QUESTION AU PRESIDENT DE MIREILLE LOUIS
RELATIVE A LA FRAGILISATION DU TISSU ASSOCIATIF

Dans nos territoires ruraux ou périurbains, la sociabilité et ce qui nous permet de créer du vivre ensemble relève essentiellement de la richesse de notre tissu associatif. Une richesse qui maille parfaitement nos cantons et qui sont les premiers acteurs de la proximité. Mais une tragédie est cours : c’est celle de la fragilisation de notre tissu associatif due à la COVID-19.

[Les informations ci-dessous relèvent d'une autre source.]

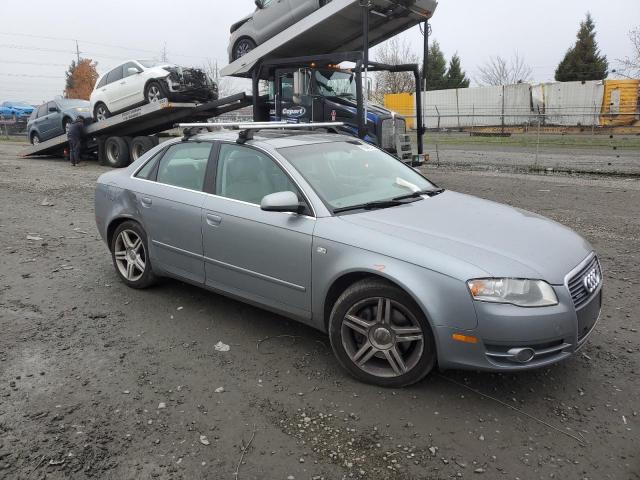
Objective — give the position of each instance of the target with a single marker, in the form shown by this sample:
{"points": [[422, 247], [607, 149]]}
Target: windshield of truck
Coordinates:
{"points": [[332, 83], [352, 173]]}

Les cercles des aînés ne se réunissent plus afin de mettre à l’abri leurs adhérents. Les événements culturels de spectacle, de musique, sont annulés semaine après semaine. Les initiatives de nos associations locales comme les Sou des écoles qui avaient pour habitude de rythmer la vie de nos villages sont réduites à la portion congrue.

Comme à chaque rentrée, le mois de septembre est consacré aux inscriptions des jeunes et moins jeunes aux activités sportives ou culturelles. Mais cette année, une baisse des effectifs est à noter partout. Ces baisses mettent en difficulté les finances des associations ou entrainent la réduction du temps de travail des employés qui interviennent.

Mes chers collègues, cette rentrée nous a permis de nous rendre dans de nombreuses assemblées générales d’associations de nos territoires. Ces temps importants nous ont dévoilé des salles très peu fournies. Mais le plus poignant, c’est la difficulté plus forte que jamais à trouver des citoyens qui acceptent d’être en responsabilité au sein des bureaux. Les postes de Président, Secrétaire, Trésorier sont désertés. On ne peut que constater un repli de nos concitoyens durant cette période de crise sanitaire que nous vivons.

La COVID-19 risque de durer jusqu’à l’été dans le meilleur des cas, mais que restera-t-il de notre tissu associatif, si précieux, à la rentrée de septembre 2021 ? Les difficultés financières s’ajouteront aux difficultés de ressources humaines.

Monsieur le Président, nous devons réagir face à ce désastre. Organisons un observatoire de la vie associative pour identifier précisément les associations en délicatesse financière ou en termes de ressources humaines. Nous devrons ensuite réviser entièrement nos politiques publiques à destination de ces organisations pour redéployer les crédits en fonction des nécessités.